Hyperglycemia in the latter cases, on the other hand, appeared to be mostly caused by the death or malfunction of beta cells, which produce insulin, the main hormone that regulates blood sugar levels.

“In contrast, hyperglycemia in COVID-19 patients is mainly caused by insulin resistance, in which insulin is present but the tissues it normally acts upon are no longer sensitive to it,” said first author Dr. Moritz Reiterer, a postdoctoral fellow in Dr. Lo’s laboratory.

Further testing revealed that the COVID-19 ARDS patients’ blood levels of adiponectin, a hormone produced by fat cells that normally protect against diabetes by improving insulin sensitivity, had significantly decreased.

It’s unclear how SARS-CoV-2 affects fat cell adiponectin synthesis. It could do so inadvertently by increasing overall inflammation, which destroys fat cells.

However, the researchers discovered that SARS-CoV-2 can infect human and mouse fat cells, implying that the virus may directly affect adiponectin production in COVID-19 patients.

The findings provide a new viewpoint on COVID-19, including a new explanation for why some persons have worse COVID-19 outcomes.

“Patients with obesity, for example, maybe more vulnerable to COVID-19 because they may already have some degree of insulin resistance and fat cell dysfunction, and possibly their fat cells are more susceptible to infection,” Dr. Lo said.

The findings also imply that thiazolidinediones, a family of diabetic medicines that stimulate adiponectin production, could be effective in treating COVID-19 when it comes with hyperglycemia. Before this may be used in clinical practice, more research is required.

Dr. Lo is now looking at whether COVID-19-induced hyperglycemia persists and progresses to diabetes following COVID-19 treatment.
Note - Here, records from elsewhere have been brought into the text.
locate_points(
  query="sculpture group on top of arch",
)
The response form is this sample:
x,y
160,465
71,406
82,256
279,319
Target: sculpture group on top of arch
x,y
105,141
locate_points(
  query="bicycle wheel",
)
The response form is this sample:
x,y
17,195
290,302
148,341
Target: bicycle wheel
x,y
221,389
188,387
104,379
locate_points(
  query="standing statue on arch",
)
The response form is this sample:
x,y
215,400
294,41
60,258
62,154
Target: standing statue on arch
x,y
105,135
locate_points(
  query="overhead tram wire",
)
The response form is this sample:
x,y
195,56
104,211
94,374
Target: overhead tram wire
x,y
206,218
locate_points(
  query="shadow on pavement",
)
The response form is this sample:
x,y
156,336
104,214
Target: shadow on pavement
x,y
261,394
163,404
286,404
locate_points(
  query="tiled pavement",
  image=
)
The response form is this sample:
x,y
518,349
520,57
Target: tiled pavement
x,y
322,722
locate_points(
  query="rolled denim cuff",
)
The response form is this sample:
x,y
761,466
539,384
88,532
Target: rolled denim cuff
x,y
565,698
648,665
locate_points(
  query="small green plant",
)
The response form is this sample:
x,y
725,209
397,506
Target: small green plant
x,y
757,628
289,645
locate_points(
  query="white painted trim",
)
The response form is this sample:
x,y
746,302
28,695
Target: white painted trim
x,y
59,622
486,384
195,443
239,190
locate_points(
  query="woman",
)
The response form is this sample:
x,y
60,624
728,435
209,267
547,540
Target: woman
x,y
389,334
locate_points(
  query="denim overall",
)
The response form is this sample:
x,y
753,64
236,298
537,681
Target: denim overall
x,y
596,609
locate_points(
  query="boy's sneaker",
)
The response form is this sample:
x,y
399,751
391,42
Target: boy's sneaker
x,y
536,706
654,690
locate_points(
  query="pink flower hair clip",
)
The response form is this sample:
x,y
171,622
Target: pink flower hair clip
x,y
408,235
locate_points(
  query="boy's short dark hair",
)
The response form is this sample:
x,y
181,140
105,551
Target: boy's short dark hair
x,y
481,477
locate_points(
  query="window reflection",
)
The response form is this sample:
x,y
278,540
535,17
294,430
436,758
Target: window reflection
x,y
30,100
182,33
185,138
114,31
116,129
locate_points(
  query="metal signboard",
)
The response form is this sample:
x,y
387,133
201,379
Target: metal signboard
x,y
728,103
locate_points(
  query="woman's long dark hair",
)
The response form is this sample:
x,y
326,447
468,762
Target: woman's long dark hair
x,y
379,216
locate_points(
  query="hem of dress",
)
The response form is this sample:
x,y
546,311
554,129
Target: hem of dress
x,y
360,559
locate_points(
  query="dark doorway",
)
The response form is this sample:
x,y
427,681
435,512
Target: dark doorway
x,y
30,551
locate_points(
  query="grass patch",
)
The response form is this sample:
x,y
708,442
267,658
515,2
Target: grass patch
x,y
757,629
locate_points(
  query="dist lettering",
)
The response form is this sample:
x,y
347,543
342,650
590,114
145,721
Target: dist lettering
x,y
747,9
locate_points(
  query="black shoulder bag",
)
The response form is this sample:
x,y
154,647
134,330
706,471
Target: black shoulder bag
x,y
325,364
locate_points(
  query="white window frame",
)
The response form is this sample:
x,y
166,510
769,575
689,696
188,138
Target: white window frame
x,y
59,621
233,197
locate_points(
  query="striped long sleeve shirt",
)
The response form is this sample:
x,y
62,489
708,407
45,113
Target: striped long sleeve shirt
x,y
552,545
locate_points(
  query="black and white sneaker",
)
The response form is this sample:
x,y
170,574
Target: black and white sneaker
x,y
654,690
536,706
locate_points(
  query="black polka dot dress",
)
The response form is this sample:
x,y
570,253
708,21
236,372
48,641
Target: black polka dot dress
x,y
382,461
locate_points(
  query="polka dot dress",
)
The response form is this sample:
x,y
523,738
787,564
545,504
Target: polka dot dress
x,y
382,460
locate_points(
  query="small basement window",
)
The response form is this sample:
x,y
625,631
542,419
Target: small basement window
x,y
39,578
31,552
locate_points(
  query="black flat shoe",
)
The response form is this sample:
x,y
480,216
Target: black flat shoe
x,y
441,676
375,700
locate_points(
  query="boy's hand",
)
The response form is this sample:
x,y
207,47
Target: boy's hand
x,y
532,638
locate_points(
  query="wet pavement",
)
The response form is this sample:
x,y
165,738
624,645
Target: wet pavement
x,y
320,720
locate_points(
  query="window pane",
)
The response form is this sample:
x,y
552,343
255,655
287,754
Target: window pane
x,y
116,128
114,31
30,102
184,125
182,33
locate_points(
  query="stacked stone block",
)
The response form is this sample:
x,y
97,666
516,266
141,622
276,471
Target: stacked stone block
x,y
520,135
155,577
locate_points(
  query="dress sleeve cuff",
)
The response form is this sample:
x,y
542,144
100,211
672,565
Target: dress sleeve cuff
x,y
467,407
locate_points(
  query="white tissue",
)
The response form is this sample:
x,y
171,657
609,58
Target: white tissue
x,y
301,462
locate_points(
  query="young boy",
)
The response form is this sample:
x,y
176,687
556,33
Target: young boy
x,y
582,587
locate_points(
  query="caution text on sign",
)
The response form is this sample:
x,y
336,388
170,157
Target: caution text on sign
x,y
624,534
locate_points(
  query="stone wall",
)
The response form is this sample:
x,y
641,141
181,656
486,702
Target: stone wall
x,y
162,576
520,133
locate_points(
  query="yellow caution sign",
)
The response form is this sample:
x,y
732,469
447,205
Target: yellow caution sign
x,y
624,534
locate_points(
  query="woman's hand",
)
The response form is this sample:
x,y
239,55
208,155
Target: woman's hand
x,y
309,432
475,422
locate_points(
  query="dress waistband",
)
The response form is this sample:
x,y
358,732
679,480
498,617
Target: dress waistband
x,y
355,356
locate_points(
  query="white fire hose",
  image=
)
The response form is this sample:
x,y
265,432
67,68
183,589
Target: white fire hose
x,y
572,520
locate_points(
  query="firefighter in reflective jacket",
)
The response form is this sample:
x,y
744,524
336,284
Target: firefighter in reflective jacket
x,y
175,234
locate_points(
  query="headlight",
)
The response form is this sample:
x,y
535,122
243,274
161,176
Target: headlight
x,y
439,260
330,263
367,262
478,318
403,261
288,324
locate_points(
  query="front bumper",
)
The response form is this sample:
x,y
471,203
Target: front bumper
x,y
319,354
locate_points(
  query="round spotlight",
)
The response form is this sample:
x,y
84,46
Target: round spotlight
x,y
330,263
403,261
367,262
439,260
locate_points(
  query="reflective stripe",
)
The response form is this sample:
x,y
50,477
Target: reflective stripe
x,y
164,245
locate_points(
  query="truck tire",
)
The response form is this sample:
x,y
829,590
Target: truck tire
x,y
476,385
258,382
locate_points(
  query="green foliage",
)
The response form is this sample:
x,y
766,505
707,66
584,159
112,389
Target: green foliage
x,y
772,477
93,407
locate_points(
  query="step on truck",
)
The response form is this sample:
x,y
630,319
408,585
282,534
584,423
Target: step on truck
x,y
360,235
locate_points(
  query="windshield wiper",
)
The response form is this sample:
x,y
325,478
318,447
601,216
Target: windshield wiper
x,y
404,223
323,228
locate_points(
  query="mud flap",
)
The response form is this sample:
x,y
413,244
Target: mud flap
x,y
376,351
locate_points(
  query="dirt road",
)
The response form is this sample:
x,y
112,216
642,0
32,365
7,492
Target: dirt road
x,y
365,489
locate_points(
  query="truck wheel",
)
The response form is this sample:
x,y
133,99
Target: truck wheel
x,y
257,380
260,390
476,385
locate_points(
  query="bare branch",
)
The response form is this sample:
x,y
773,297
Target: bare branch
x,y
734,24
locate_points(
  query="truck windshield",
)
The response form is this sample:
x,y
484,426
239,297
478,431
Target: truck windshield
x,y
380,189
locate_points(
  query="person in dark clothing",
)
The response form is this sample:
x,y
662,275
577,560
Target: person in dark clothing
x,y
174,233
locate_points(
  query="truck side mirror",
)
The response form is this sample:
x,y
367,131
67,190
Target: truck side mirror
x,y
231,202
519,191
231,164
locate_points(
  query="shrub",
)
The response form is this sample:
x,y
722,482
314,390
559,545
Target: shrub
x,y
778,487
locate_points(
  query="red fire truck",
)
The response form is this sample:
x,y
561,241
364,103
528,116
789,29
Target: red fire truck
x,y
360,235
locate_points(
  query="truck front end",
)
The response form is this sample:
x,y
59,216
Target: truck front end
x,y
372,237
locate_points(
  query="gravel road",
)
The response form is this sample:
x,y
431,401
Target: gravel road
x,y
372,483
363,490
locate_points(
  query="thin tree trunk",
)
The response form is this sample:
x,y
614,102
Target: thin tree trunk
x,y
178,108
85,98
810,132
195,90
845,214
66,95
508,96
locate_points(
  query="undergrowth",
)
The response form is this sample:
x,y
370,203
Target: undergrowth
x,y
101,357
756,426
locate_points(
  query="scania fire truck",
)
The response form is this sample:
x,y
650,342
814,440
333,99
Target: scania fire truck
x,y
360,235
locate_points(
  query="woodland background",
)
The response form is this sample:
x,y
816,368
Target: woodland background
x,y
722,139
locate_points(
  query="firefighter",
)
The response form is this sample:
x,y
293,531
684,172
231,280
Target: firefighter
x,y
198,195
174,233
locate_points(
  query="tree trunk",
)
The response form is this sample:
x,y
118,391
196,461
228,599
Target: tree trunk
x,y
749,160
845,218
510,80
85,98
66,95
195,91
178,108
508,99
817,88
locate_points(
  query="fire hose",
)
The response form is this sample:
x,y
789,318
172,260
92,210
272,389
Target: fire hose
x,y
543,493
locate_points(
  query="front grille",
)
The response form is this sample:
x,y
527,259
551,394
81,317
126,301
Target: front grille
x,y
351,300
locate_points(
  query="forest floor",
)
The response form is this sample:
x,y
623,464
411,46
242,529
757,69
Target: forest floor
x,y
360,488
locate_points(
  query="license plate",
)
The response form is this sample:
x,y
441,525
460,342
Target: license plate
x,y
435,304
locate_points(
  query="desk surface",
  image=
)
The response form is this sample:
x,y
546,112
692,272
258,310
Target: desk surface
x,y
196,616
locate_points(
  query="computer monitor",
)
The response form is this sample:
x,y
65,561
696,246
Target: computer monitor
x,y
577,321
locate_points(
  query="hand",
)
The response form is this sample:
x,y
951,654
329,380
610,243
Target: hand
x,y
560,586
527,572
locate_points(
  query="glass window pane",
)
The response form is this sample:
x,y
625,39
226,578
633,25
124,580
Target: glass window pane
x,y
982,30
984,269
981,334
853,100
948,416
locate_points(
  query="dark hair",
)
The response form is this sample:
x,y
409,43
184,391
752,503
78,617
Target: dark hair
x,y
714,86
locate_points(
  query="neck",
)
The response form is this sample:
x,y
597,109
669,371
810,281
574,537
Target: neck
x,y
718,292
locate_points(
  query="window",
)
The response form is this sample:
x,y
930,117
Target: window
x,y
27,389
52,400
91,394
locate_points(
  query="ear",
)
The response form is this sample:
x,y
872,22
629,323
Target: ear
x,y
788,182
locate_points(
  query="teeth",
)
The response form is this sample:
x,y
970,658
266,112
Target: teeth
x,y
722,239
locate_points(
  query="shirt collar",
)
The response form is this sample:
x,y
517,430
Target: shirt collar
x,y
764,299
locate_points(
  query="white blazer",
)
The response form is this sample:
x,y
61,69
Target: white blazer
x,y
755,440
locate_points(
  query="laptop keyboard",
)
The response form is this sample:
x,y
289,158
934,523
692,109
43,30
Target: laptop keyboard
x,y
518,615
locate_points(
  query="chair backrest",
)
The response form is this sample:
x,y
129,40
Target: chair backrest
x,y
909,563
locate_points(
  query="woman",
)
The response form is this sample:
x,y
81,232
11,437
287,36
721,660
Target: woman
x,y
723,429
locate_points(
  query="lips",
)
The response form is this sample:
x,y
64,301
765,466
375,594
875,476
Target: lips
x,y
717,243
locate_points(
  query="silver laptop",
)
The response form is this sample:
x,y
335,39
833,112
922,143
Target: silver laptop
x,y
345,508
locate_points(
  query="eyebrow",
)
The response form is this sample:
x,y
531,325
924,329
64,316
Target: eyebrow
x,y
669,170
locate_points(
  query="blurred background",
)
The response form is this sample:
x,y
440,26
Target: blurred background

Dr. Lo led the study in collaboration with other investigators at Weill Cornell Medicine and NewYork-Presbyterian including Dr. Laura Alonso, chief of the Division of Endocrinology, Diabetes and Metabolism at Weill Cornell Medicine and NewYork-Presbyterian/Weill Cornell Medical Center and the Herbert J. and Ann L. Siegel Distinguished Professor of Medicine at Weill Cornell Medicine, Dr. Robert Schwartz, associate professor of medicine in the Division of Gastroenterology and Hepatology at Weill Cornell Medicine and a gastroenterologist at NewYork-Presbyterian/Weill Cornell Medical Center, Dr. Edward Schenck, assistant professor of clinical medicine in the Division of Pulmonary and Critical Care Medicine at Weill Cornell Medicine and a pulmonologist at NewYork-Presbyterian/Weill Cornell Medical Center, and Dr. Monika Safford, chief of the Division of General Internal Medicine at Weill Cornell Medicine and NewYork-Presbyterian/Weill Cornell Medical Center and the John J. Kuiper Professor of Medicine at Weill Cornell Medicine.

Dr. Robert E. Schwartz is a paid member of Miromatrix Inc.’s scientific advisory board. Dr. Schwartz works for Alnylam Inc. as a paid speaker and consultant.